One of the earliest attempts to relate the division of labour to the size of firms was Robinson (1931). In The Structure of Competitive Industry Robinson offered an analysis of the factors that determined the optimum size for a firm. For Robinson the interaction of five factors determined the size of the firm: technique, management, finance, marketing and risk of fluctuations. These various theoretical optima have then to be reconciled in the size or constitution of a real firm after allowing for difficulties and anomalies of growth. The division of labour has a role to play with regard to technique and management. Because of this we will concentrate on these two factors here.
For Robinson the optimum firm is that firm which in existing conditions of technique and organising ability produces at the minimum of long-run average costs. Under the conditions of perfect competition we would expect to see the optimum firm emerge but under conditions of imperfect competition, Robinson notes, it may not materialise. Consider, for example, the case of monopolistic competition in which a firm will be in equilibrium at less than the minimum of average cost.
The first application of the division of labour to the size of the firm that Robinson considers is the relationship between the division of labour and the optimum technical unit. Robinson follows Adam Smith in seeing three different reasons for the division of labour giving rise to more efficient production. First is the increase in dexterity of workmen; secondly, the saving of time which is commonly lost in passing from one type of work to another; and thirdly, the invention of a great number of machines which facilitate and abridge labour, and thus enable one person to do the work of many.
With regard to the issue of dexterity, Robinson notes Smith's observation that a person who works at a given task for some time is likely to develop a skill or knack for doing that task. In addition the division of labour can allow those people with a natural skill for carrying out a given task to specialise in that task.
Adam Smith (and Robinson) also saw an advantage in the division of labour in that specialisation at a task saved the time that would otherwise be spent on passing from one task to another. Time could be saved because workers do not have to move between machines or processes. Also time would be lost if machines had to be reset to perform a different function. The division of labour saves time by concentrating both workers and machine upon a given function, and a larger factory enjoys an advantage over a smaller one in so far as it makes this concentration possible.
The third economy Smith saw is due to the development of specialised equipment to carry out the tasks that the manufacture of an item is divided into. Separation of a process into its constituent parts makes development of machines to carry out those parts easier.
It is important to keep in mind when considering the size of a firm that the principle of the division of labour requires a firm of sufficient size to obtain the maximum profitable division of labour.
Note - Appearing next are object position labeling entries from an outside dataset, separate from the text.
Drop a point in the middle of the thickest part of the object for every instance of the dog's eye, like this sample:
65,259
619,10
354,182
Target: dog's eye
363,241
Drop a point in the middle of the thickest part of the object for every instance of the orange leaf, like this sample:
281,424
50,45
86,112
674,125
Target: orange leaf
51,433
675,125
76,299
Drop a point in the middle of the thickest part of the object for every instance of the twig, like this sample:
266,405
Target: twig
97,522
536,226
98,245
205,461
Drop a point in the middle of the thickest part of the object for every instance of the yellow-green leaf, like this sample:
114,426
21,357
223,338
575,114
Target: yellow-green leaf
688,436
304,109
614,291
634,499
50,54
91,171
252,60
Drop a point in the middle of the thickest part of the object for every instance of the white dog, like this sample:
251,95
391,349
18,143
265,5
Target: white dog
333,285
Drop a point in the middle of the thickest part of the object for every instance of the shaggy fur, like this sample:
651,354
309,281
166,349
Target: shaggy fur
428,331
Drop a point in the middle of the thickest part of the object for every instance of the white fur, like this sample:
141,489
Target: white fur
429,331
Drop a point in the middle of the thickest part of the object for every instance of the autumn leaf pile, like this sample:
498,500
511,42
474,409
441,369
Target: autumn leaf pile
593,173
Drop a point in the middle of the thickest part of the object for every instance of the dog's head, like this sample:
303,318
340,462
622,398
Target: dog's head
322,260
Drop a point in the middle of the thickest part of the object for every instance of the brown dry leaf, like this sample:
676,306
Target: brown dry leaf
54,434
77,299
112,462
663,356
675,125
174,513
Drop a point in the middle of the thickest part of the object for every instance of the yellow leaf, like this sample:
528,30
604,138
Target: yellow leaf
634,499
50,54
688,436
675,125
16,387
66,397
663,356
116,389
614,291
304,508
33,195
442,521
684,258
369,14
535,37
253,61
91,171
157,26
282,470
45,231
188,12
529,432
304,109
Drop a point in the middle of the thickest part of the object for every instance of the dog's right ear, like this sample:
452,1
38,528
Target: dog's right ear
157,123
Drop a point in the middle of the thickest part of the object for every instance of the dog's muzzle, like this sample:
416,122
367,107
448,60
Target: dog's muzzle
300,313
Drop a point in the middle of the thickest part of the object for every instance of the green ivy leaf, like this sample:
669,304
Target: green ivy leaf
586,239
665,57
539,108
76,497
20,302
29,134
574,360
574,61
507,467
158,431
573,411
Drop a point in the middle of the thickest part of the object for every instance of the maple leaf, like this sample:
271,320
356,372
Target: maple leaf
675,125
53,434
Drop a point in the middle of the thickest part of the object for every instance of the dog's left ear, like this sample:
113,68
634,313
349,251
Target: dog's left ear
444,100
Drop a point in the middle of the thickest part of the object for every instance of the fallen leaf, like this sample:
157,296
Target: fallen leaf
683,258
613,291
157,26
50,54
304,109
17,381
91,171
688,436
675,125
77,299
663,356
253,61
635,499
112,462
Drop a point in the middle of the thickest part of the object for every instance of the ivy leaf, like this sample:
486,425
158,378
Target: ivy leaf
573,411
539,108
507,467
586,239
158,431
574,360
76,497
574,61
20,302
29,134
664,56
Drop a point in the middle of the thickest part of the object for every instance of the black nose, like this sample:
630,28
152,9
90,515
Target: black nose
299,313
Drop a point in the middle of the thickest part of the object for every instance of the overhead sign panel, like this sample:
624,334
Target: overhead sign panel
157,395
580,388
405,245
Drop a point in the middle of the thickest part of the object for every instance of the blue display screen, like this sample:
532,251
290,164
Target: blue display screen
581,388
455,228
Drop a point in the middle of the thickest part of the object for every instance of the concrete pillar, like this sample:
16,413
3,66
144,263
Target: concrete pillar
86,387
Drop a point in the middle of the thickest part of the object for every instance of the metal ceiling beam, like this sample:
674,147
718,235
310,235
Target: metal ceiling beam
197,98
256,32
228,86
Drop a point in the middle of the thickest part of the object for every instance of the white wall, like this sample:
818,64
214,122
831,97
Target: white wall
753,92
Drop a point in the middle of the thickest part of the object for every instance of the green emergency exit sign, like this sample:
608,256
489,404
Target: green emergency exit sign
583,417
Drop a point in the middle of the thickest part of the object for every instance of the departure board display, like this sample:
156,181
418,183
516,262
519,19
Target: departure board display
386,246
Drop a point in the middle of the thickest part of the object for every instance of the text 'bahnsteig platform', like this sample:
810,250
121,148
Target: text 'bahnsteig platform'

This size will differ across industries depending on the nature of the production process for that industry and how detailed a division of labour can be implemented for that particular process. Larger firms will, often, have the capacity to implement a greater division of labour than a smaller firm, giving the larger firm an advantage in terms of efficiency.
The next issue discussed by Robinson is what he calls `the integration of process'. Robinson explains that often a large firm has fewer rather than more processes of manufacture. They can utilise a large machine which has been designed to takeover what would otherwise be a series of manual, or at least less completely mechanical, operations. A complicated machine can perform two or three or more consecutive processes and it can thereby eliminate the labour and time which would be required to up the work on each of the successive earlier machines. Only large firms can keep such a machine running at its full capacity and this fact gives the large firm an advantage over the smaller, and less mechanised, firm. But this difficulty can be overcome by the small firm as long as the size of the market for the process is large enough. If a given process requires a scale of production too great for a smaller firm the small firm can outsource the process to specialist firm. But such outsourcing if only possible if the extent of the market for a particular process is large enough to allow the division of labour to develop to the point where a specialist firm is viable. Robinson refers to this outsoucing as 'vertical disintegration'.
The second of the areas for which Robinson sees the division of labour having a role to play is with regard to management. A manager in a small firm will have multiple tasks to preform, some of which he will be good at, others that he will not be so good at. In a larger firm a division of labour can develop which allows managers to specialise on those function for which they are best suited. The larger firm gains in two ways from its division of managerial labour: 1) special abilities to be used to their fullest extent. Talents are not wasted by having managers carry out functions which could be better assigned to another manager with a particular ability at that function. 2) a manger who specialises in a given task will increase their knowledge of that task.
A potential downside of the managerial division of labour is the problem of coordination. As the division of labour becomes greater the problems associated with the coordination of the different parts of the production process also increases. As new tasks are created by dividing up the production process, new administrative functions are also created to coordinate the ever more disjoint production process. The advantage that a larger firm has over the smaller depends, in a large part, on how well it solves this coordination problem.
An additional theoretical problem with Robinson's discussion follows from the implicate assumption in the competitive model that complete contracts can be written. In such a world it is not clear why a firm is needed to carry out production at all. As Coase (1937) first highlighted in a world of complete contracts any organisation form can mimic any other meaning that production could be carried out via the market just as efficiently as within a firm.
- Coase, R. H. (1937). `The Nature of the Firm', Economica, New Series 4 No. 16 November: 386-405.
- Robinson, E A G. (1931). The Structure of Competitive Industry, Cambridge: Cambridge University Press.